那种混混不可能吃个瘪就把气咽下去,指不定憋着坏打算把他们兄妹俩堵哪去修理一顿,这道理不用陶安然说,赵翔也心知肚明。
只不过他挺要脸,说不出“求保护”的话来。
赵翔别扭地瞪着祁远和陶安然,半天,才用一种受了莫大屈辱的表情配合着丧回姥姥家的语气说:“年前打台球惹的事,新仇旧恨加一块儿了,谁知道出来滑个冰都能碰上。算我倒霉,出门见鬼。”
“打台球是新仇,旧恨呢?”祁远问。
赵翔面上一僵,心说你他妈还没完了!
祁远眉峰一挑,盯着他不言语。
赵翔重重地喷了口气,认命了,自暴自弃地薅了把自己头顶的乱毛,“行行行,说行了吧,一个个大老爷们,真八卦。”
事情的原委相当简单,就是赵翔的哥们撬了对方兄弟的墙角,撬完了还作妖上别人面前嘚瑟,结果就被揍得妈不认了。有了这个前情,他们两拨人在台球厅碰上,不起冲突才是怪事。

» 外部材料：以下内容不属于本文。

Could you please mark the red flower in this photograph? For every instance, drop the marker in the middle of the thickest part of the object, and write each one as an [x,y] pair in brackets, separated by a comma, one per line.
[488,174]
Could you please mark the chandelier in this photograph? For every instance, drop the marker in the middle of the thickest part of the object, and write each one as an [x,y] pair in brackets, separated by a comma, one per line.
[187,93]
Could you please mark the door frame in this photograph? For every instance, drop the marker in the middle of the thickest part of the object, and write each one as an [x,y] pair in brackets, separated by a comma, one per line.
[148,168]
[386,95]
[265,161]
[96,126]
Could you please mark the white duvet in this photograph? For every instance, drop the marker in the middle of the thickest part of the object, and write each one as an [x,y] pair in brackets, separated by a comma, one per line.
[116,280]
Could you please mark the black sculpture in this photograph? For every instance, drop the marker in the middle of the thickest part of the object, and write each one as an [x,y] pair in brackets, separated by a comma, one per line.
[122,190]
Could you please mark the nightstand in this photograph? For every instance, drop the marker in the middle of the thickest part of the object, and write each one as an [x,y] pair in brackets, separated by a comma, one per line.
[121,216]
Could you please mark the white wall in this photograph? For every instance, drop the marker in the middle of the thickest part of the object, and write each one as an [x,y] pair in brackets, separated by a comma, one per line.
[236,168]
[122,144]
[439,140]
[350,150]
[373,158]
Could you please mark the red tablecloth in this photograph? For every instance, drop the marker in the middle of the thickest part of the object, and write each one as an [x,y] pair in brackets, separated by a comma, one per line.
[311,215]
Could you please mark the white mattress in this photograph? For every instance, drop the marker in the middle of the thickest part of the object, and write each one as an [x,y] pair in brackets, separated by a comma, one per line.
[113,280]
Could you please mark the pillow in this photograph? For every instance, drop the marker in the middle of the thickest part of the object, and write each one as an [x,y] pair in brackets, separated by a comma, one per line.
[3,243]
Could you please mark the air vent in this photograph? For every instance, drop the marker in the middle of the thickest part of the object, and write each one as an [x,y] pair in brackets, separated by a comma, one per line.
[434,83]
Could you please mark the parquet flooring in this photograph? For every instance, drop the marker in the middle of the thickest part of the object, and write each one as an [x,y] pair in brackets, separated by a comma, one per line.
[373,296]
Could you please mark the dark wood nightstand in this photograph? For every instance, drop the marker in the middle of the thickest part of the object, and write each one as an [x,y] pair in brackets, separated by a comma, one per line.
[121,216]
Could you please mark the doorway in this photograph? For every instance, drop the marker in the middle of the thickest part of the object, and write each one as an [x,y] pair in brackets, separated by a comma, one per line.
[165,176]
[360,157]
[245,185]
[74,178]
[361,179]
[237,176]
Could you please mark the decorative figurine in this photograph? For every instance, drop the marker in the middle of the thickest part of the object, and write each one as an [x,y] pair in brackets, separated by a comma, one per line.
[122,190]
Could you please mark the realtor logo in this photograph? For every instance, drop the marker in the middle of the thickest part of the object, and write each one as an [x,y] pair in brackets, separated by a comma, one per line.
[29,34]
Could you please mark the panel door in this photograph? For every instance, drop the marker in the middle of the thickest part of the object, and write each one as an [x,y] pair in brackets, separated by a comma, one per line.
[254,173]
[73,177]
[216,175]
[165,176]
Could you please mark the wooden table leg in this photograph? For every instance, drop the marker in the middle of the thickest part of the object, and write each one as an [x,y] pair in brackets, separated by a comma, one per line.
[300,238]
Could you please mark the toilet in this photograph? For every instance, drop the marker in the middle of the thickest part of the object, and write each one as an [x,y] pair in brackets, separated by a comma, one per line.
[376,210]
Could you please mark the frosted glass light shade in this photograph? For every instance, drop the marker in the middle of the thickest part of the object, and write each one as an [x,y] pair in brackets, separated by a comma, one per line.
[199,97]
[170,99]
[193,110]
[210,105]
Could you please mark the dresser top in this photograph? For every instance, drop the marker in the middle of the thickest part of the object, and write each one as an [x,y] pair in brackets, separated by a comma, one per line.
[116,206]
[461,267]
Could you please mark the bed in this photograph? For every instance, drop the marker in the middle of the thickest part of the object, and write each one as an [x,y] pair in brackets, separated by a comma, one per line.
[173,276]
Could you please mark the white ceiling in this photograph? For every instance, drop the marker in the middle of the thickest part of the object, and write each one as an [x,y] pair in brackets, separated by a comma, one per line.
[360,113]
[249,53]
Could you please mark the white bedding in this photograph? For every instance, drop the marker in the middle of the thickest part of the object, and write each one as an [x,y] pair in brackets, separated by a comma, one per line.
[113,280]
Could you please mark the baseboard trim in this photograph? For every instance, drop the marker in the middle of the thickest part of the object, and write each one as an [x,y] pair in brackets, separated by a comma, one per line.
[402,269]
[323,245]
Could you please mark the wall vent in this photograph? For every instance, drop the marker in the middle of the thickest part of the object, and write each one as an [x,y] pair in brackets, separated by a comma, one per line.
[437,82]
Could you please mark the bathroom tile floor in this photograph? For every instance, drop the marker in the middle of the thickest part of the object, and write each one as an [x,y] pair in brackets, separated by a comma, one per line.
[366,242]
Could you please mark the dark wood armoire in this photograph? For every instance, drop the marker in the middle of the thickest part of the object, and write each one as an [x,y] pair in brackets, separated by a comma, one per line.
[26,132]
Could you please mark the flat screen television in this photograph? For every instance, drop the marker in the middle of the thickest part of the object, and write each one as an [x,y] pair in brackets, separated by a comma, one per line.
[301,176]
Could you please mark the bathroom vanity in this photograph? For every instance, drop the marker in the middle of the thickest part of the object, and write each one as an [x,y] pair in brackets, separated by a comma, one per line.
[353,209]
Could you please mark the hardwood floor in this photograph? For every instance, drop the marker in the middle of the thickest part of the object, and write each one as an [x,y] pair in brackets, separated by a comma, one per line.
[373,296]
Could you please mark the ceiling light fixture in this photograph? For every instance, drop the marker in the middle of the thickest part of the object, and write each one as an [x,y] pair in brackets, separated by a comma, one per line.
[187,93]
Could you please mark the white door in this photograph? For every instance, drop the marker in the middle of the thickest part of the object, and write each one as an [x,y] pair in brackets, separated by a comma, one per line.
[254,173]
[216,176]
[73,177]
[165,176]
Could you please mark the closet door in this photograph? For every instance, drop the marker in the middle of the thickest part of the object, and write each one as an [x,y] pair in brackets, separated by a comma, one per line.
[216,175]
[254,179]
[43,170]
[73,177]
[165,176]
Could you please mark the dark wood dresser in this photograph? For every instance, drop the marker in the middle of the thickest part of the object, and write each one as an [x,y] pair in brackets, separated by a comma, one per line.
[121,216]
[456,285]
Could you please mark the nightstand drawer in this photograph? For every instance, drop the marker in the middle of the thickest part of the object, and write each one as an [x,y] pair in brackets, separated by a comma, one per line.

这么一来二去,今天乍然遇见,赵翔不但落了单而且还有个“拖油瓶”,自然讨不着好。
“隔壁职高的,估计抻几天就没事了。”赵翔摆了摆手,“就这么个事,说完了,能走了么?”
祁远稍一错身,“请便。”
赵翔拔脚要走,于是低头找妹,谁知道自己那前一秒还喷鼻涕泡的二百五妹后一秒已经被陶安然一根棒棒糖拐走了,正牵着陶安然的爪子一蹦一跳地嘬棒棒糖。
赵翔摁了摁胸口,忽然有种被人踩在脚底摩擦的感觉。
胡谦碰碰边上的蔡元朗,“他哪来的糖?”
蔡元朗目光深沉,“进门前你老大给悄没声塞兜里的,”他顿了顿,“应该还有一把牛奶糖。”
胡谦:“……”
☆、第26章
原本六个人的聚会变成了七个人并一个小孩儿,几个大小伙子原本是打算就着火锅喝两杯的,但碍于有儿童在场,只好集体换了豆奶,一人一大瓶喝得相当养生。
一顿饭下来,前两个月的恩仇泯灭在了豆奶和红油锅里。
少年人来得快去得也快,没谁当真把一点矛盾记成血海深仇的。
何况赵翔本质上不是个坏坯,就是嘚瑟了点,眼高于顶了点,说白了,太拿自己当棵葱。
真的把话说开,彼此交了底,也不是非得掐成一群乌眼鸡。互相聊一聊没完没了的考试,喷一喷把体活课当成自家后花园的主课老师,忽然就从互不顺眼变成了同仇敌忾——一旦找到了共同的敌人,做朋友就容易多了。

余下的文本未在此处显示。